Rick Perry’s Very Own Reverend Wright
At a gathering of Christian conservative voters in Washington on Friday, evangelical megachurch pastor Robert Jeffress, chosen to introduce Texas Gov. Rick Perry, attacked Romney by telling reporters the Mormon Church is “a cult” and “Mormonism is not Christianity.” (WaPo – Religious Bigotry)Of course, Perry distanced himself from the remarks, ducking the larger issue of how he could be so politically stupid as to allow an anti-Mormon bigot to introduce him.
I was hoping that with winking dogmatist Mike Huckabee bowing out this go around, the 2012 campaign would be blessedly free of Holy Christian Jihad, but then I really don’t understand politics.
Folks, this bs has no place in presidential politics. It converts no one to the firebreather's side, and it just turns off secular people who otherwise might make common cause with republicans if not for the unhinged religious nutlogs using their 20 seconds of fame to flame their religious rivals.
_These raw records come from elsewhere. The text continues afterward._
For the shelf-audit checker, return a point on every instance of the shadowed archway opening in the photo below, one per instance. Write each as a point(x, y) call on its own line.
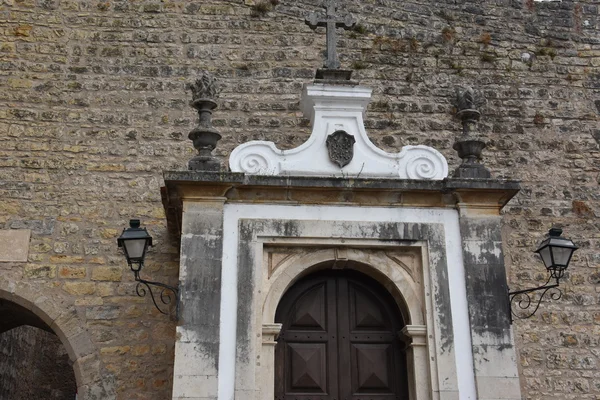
point(340, 339)
point(34, 364)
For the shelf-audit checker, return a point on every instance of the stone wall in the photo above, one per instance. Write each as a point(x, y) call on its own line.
point(93, 109)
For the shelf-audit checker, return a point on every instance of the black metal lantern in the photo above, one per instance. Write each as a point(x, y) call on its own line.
point(135, 242)
point(556, 252)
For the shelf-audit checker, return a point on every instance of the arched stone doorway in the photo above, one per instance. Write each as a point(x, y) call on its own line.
point(33, 361)
point(339, 340)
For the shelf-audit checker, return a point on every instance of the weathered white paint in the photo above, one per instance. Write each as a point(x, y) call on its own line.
point(456, 279)
point(332, 108)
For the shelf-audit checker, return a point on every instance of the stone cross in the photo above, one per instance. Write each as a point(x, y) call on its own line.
point(331, 19)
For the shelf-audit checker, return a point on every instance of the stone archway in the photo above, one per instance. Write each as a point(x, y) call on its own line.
point(405, 284)
point(34, 364)
point(52, 313)
point(339, 339)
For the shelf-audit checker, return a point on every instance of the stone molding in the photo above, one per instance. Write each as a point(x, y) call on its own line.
point(331, 109)
point(270, 332)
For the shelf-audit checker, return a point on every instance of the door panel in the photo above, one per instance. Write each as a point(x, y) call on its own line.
point(339, 341)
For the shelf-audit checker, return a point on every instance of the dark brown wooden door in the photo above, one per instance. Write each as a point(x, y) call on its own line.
point(339, 341)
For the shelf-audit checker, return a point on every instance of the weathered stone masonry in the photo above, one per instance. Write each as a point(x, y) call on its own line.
point(93, 109)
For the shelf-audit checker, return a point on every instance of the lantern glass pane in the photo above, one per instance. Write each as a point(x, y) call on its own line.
point(546, 258)
point(561, 255)
point(135, 248)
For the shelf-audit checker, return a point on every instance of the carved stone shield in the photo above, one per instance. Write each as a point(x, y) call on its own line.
point(340, 145)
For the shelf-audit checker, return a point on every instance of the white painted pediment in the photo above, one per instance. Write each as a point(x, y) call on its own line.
point(333, 108)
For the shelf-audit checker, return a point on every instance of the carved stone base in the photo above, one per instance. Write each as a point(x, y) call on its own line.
point(204, 163)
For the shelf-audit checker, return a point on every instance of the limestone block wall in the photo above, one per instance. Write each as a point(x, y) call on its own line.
point(93, 108)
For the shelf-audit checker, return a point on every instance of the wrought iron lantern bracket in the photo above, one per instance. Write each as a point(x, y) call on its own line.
point(523, 299)
point(135, 241)
point(556, 252)
point(162, 300)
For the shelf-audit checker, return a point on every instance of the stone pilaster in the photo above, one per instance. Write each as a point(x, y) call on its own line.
point(197, 346)
point(494, 355)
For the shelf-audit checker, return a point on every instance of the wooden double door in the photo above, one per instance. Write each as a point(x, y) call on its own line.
point(339, 341)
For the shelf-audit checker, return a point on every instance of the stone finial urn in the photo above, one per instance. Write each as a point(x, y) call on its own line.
point(469, 144)
point(204, 136)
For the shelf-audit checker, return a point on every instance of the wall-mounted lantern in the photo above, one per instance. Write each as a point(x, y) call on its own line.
point(135, 242)
point(556, 252)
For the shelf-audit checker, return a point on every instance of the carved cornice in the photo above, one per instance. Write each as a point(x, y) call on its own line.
point(479, 196)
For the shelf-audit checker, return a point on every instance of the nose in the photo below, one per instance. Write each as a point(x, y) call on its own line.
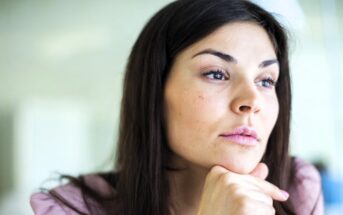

Such unseemly displays and unresolvable theological debates have no place in political discourse. I don’t care how you worship. I do care about your morals, your actions, and how your faith (or lack thereof) manifests itself in the public arena and in your view of public policy.
Morality is a proper political subject, but when it descends into denominational chauvinism, the GOP needs to grow a pair and give the sectarian jihadis the bum's rush.
http://content.usatoday.com/communities/Religion/post/2011/10/mormon-romney-perry-cult-christian-/1
I'm sorry ti see it but Rick Perry has killed his own chances. I'm in Mr. Cain's corner now myself.
ReplyDeleteI couldn't agree with you more...
ReplyDeletethere's that expression "we're not voting for PASTOR (OR PRIEST) IN CHIEF", and I believe that's what we should be remembering.
That Perry didn't denounce his introducer says too much about him for me.
Morality, yes...denominational chauvinism, no.
I'm getting less and less 'fond' of Romney every single day, but does that have anything to do with his Mormonism? Absolutely not.
Who benefits from this? The Egyptian military?
ReplyDeleteCan you be certain the military does not want to ferment violence in order to continue in power?
Are we complicit in backing the Egyptian military?
Lie Pakistan, things aren't always what they seem.
... as for the election. We've known that the Baggers are suspicious of non Calvinists.
ReplyDeleteFor Baggers to say they don't inject religious discourse into politics is so blatantly false that it is dishonest.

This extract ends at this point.